“Loss can diminish us, but it can also expand us…Loss can function as a catalyst to transform us.” – Jerry Sittser, Grace Disguised
When I read this statement this morning I couldn’t help but to compare loss and grief to that of a cocoon and butterfly. The loss of a loved one, whether through death or some other type of separation, is devastating leaving us with a shrinking sense of self, a fractured and fragile version of our earlier personality. The definition for diminish is to reduce, lessen, weaken, fade away or fade out. Each of these words mean we have given up something, been compromised or possess a lesser value of something.

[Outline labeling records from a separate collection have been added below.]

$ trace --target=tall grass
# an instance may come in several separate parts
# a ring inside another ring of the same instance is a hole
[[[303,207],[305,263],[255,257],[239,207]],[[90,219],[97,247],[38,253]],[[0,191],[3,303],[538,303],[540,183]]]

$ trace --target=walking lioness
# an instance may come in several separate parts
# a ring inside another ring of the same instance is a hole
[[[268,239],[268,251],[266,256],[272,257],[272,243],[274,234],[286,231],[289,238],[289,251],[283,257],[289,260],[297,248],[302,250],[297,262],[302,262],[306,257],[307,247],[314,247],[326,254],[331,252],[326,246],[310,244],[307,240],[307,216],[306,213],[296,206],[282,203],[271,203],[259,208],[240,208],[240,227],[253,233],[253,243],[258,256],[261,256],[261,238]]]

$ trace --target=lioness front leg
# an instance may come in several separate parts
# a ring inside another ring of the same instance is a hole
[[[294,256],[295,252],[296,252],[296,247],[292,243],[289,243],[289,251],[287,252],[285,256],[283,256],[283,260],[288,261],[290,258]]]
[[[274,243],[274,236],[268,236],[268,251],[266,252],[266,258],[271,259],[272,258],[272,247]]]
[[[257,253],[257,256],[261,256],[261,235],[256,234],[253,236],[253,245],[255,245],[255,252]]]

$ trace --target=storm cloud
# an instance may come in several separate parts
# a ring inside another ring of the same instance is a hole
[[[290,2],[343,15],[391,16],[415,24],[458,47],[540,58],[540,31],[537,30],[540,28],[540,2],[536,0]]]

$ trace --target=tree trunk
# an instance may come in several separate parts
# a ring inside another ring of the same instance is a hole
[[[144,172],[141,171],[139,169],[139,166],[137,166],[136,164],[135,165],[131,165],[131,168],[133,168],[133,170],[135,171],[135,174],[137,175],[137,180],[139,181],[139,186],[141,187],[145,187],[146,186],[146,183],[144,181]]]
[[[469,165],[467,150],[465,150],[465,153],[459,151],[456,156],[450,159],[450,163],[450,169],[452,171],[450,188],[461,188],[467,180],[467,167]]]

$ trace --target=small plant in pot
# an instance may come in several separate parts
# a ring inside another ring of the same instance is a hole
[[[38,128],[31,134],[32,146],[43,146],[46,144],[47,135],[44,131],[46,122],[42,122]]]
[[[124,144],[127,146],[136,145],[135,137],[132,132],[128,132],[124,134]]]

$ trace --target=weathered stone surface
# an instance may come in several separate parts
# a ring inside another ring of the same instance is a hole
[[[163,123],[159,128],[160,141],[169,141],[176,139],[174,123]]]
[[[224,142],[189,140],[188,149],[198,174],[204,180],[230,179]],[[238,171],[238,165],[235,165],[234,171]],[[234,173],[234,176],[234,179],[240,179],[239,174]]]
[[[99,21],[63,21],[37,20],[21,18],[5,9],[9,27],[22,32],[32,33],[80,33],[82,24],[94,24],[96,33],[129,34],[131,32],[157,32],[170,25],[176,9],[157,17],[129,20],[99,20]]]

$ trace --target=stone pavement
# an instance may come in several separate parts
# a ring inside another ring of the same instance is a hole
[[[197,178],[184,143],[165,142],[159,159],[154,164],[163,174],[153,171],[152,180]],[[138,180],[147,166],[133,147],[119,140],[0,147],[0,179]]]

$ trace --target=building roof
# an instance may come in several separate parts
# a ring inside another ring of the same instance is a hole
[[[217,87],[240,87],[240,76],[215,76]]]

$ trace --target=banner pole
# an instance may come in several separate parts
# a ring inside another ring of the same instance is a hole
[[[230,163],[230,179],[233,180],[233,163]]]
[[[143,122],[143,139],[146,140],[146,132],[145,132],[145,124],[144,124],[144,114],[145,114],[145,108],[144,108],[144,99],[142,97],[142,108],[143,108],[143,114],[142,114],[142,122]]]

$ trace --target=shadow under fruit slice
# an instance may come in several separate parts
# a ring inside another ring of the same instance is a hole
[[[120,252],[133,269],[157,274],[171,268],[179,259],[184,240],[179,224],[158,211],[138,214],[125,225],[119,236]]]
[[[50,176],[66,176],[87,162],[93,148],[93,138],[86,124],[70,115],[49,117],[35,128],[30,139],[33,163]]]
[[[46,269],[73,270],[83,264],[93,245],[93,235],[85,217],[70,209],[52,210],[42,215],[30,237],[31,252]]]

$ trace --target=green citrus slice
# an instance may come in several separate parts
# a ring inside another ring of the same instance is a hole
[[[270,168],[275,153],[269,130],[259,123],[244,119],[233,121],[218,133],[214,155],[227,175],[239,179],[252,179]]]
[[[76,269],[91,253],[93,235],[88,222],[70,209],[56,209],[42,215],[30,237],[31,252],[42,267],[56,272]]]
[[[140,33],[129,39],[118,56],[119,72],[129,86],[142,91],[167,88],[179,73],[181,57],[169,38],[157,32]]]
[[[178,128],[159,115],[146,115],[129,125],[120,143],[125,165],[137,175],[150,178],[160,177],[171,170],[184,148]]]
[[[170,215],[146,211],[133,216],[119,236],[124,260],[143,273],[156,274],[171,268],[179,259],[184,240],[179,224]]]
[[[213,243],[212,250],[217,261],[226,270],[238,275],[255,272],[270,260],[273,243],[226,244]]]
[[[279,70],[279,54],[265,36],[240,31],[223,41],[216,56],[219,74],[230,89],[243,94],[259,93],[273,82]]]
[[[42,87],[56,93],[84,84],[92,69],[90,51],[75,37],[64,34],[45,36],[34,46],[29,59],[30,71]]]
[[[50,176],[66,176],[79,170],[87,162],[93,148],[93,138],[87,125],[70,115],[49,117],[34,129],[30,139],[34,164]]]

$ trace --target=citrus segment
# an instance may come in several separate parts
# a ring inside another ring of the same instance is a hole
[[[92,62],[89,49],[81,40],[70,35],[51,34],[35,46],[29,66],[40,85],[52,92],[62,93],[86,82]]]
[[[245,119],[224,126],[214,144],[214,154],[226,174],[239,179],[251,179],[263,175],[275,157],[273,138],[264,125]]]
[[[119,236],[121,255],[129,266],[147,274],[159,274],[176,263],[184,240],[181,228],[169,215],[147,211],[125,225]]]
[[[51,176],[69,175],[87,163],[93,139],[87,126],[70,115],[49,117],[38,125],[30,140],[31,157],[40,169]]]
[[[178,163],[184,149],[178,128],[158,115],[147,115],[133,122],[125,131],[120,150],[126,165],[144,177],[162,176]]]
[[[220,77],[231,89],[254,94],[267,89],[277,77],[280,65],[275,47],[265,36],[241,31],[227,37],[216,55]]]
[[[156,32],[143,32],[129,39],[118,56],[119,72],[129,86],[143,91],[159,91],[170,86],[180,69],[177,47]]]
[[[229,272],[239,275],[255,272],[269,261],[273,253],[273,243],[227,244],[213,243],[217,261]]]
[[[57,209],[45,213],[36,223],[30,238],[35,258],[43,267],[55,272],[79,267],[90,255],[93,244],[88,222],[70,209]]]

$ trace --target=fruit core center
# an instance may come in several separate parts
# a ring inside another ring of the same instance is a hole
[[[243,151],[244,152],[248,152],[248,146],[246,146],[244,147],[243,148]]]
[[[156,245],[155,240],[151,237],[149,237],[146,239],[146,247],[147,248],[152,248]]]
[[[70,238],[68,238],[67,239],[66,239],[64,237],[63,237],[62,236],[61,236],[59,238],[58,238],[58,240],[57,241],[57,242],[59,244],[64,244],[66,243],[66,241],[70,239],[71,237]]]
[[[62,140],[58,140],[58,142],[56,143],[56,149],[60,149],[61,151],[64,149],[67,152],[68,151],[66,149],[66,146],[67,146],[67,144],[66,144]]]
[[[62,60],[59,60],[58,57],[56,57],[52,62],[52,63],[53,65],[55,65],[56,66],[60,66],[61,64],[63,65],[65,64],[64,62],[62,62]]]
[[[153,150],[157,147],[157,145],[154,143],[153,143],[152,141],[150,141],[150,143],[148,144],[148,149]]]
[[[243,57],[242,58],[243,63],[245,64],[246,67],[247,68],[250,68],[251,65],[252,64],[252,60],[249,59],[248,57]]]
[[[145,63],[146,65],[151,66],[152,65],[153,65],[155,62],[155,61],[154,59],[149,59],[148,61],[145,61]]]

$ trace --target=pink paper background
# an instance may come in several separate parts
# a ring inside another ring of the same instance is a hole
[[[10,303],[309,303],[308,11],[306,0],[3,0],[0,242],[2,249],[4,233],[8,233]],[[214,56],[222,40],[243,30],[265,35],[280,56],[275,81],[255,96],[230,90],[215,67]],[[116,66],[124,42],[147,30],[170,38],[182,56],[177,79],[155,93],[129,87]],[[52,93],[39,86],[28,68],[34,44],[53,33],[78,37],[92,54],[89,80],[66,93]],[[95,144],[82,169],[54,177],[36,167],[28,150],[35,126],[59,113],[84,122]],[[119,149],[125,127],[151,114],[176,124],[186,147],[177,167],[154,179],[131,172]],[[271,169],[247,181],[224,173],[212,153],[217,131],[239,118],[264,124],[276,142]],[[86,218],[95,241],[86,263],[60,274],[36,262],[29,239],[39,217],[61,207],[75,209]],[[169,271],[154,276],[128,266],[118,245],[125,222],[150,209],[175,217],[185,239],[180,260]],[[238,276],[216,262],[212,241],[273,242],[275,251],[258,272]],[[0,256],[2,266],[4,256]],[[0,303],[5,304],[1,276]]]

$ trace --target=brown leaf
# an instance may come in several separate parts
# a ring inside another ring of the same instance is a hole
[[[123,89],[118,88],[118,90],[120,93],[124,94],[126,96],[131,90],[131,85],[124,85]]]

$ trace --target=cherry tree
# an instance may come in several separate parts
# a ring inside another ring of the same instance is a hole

The caterpillar loses the only way of life it knows once the cocoon has been spun and along with the life the light is snuffed out. Once the work is done in the darkness the cocoon breaks open exposing new light, new life and new heights. The butterfly’s life will never be experienced as it once was but will experience an expansion of life with new abilities, new adventures and new limits.
The statement above says can, not will, which indicates that we have a choice in our loss. If we give in to the diminishing crushes of our circumstances we will not experience the expanding and emerging life of the results of the dark cocoon. We will never experience new heights and adventures from our newfound wings. Being transformed from and through our experience ensures that the pain suffered had purpose and did not occur without the blessing of seeing things from a higher level – a spiritual level.
I choose to be transformed from my experience and not defined by the pain. I choose to soar on heights with my new found wings even if they are still fragile. I choose to leave the darkness of cocoon behind but thankful for growth I sustained while resting in the middle.